Not only will websites be unblocked in the Shanghai Free-trade Zone, but those in charge of the Zone will be welcoming bids from foreign telecommunications companies. These telcos can bid for ISP licenses to provide services within the Zone. The decision to allow foreign competition was endorsed by Premier Li Keqiang and other high ranking officials. The Premier is keen to begin developing the area as a stepping stone towards other bigger financial and economic reforms. State-owned China Mobile, China Unicom and China Telecom are expected to be the first to provide Internet services in the area, and accept that they may face competition from foreign telcos.

Though new foreign ISPs will not be able to provide free Internet access outside of the Zone, many mainland residents hope that they will soon be able to enjoy unhindered Internet access as the Zone proves an ability to boost the economy. Internet access in China is blocked due to government fears that access to content will trigger political and social rebellion. Many currently use VPN services to access blocked website content and other applications and services that allow them to function properly in their jobs. For more information on these services, please read our VPN provider reviews. Analysts predict that the need for VPNs may continue for many more years despite the milestone achieved through the creation of the Shanghai Free-trade Zone. The government is just not ready to allow free Internet access to average Chinese Internet users.

One government source aware of the plans for the Shanghai Free-trade Zone commented that creating a comfortable Internet environment was key to attracting foreign investment. The comfort of these foreign company workers, he said, rested in free access to the news, social media, and other websites that they are accustomed to using. Living within the Zone, they will naturally compare how at home they feel versus the situation in the rest of China. The unblocking of websites in this special Zone is still a very sensitive political issue, however, and thus the government sources who provided information about China’s plans refused to be named.

By attracting more foreign investment, the country hopes to also liberalize foreign exchange and the interest rate system.
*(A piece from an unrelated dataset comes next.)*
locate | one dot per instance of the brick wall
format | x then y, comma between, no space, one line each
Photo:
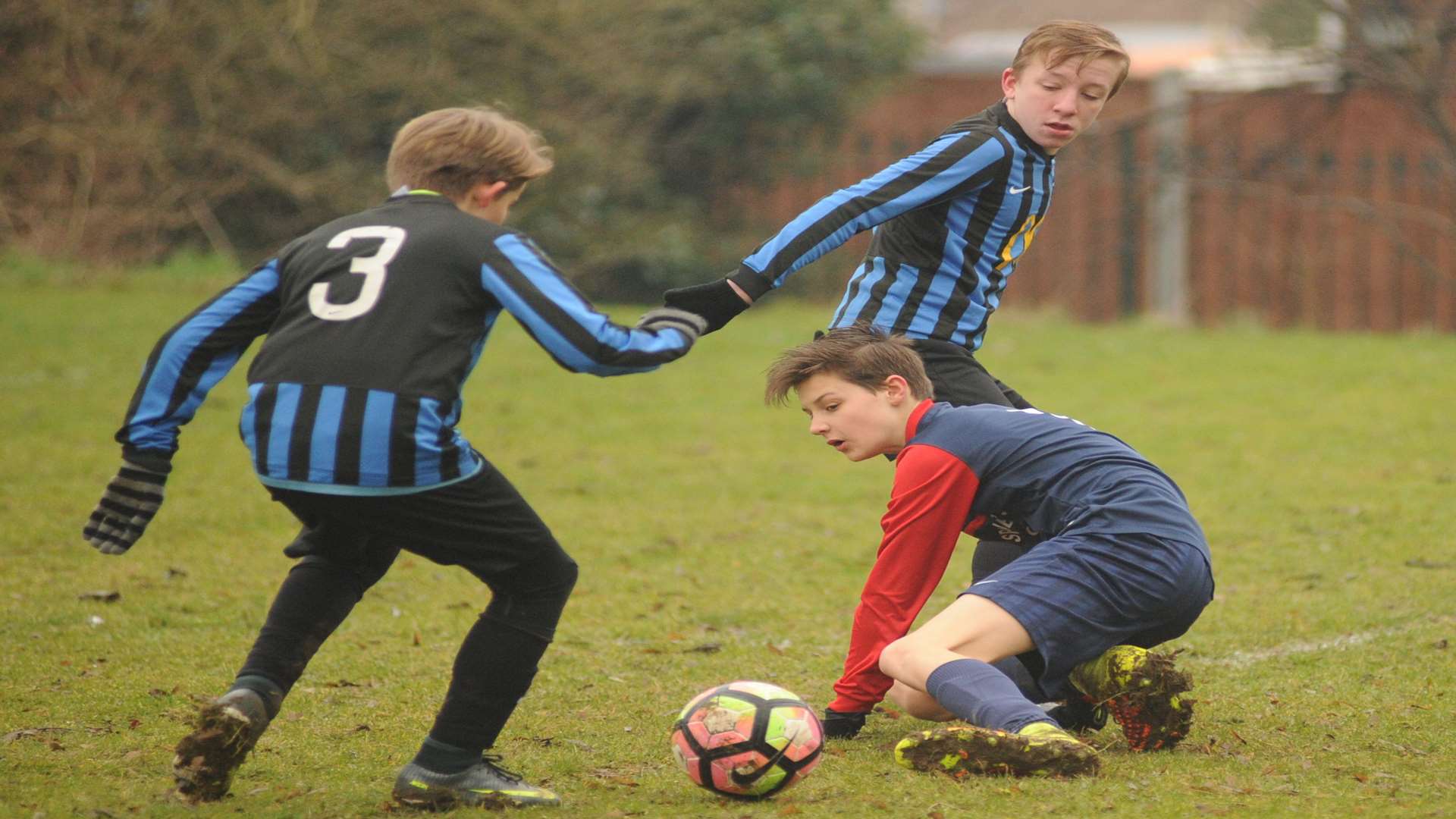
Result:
1307,209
This will in turn make capital flow much easier. The banning of sites like Facebook and Twitter was closely linked to political movements, but the government has so far made no comment on how fears of recurring protests will be managed within the Zone. Reports have come out, however, that Beijing still worries about the impact of new media on social stability.
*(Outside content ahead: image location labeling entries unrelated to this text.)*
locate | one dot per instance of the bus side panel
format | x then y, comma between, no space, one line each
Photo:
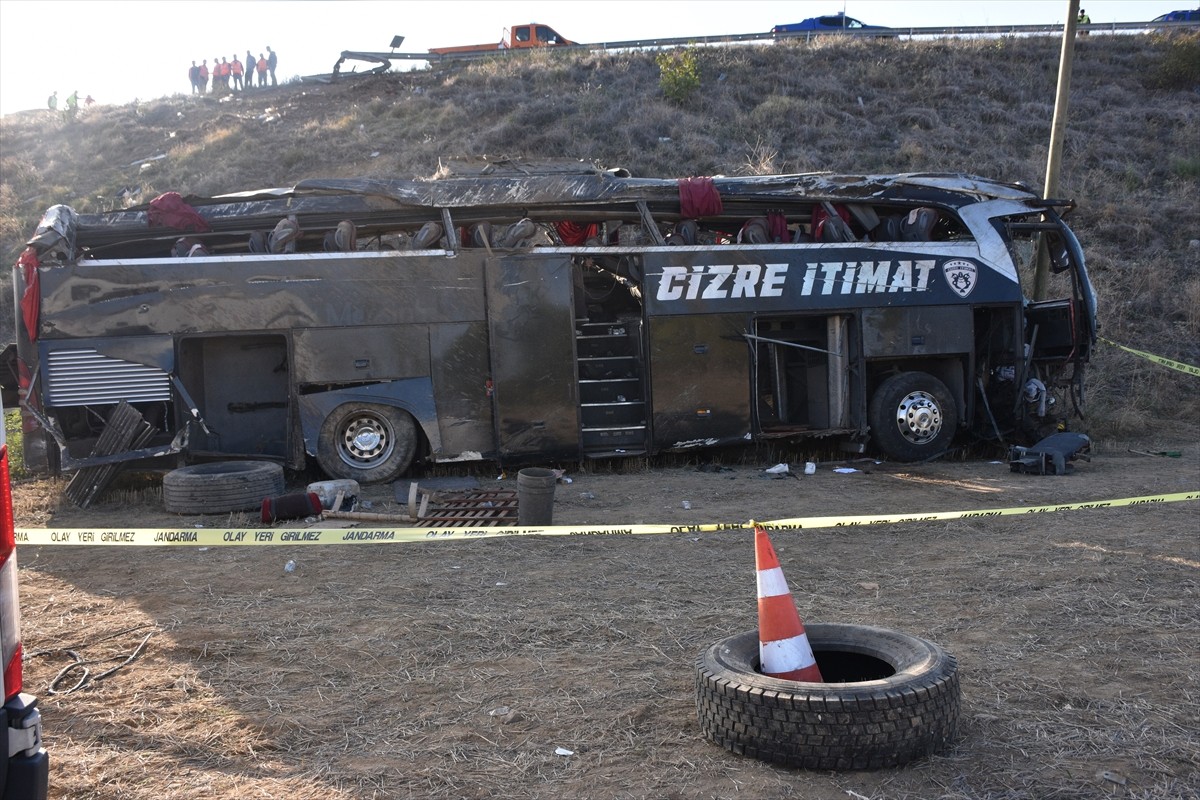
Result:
901,332
361,354
215,295
461,373
700,380
532,330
Major Internet companies like Google and Facebook have long lobbied to lift the bans controlled by the Golden Shield project of the Ministry of Public Security. Domestic political pressure has hindered past attempts to open China to foreign telecommunications companies. The new free-trade zone is being established in part to create a new avenue for foreign investment despite political censorship. Industry regulators oppose the Zone, but the Premier continues to support the plan, following Deng Xiaoping’s footsteps in the opening of the Shenzhen special economic zones 30 years ago.